2009/5/11 Lars Aronsson lars@aronsson.se:
Category sorting in MediaWiki has always been done wrong. Categories are not sorted alphabetically, but in Unicode order.
Sure thing. See https://bugzilla.wikimedia.org/show_bug.cgi?id=164 with 95 votes…
Another example of broken sorting is when whitespace is compared to letters. In ASCII and Unicode, whitespace (position 32) sorts ahead of all printable characters. This means Moon illusion sorts ahead of Moonbow in http://en.wikipedia.org/wiki/Category:Moon because the whitespace before "illusion" is compared to the b in Moonbow. I'm not sure if this is correct in English, but in Swedish it is wrong; bow should sort before illusion, regardless of the whitespace.

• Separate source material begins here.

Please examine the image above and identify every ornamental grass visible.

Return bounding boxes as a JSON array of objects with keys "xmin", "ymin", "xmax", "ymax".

In Czech, this is correct, Czech collation works on individual words. As you see, the rules are language-specific.
There is a way to avoid all such problems, namely by a more aggressive use of DEFAULTSORT that removes from sorting all upper case letters (except the initial one), all whitespace and all commas.
The problem is much more difficult than that (see the linked bug). Commas, case sensitivity and whitespace are a trivial problem in comparison with non-ASCII letters.
-- [[cs:User:Mormegil | Petr Kadlec]]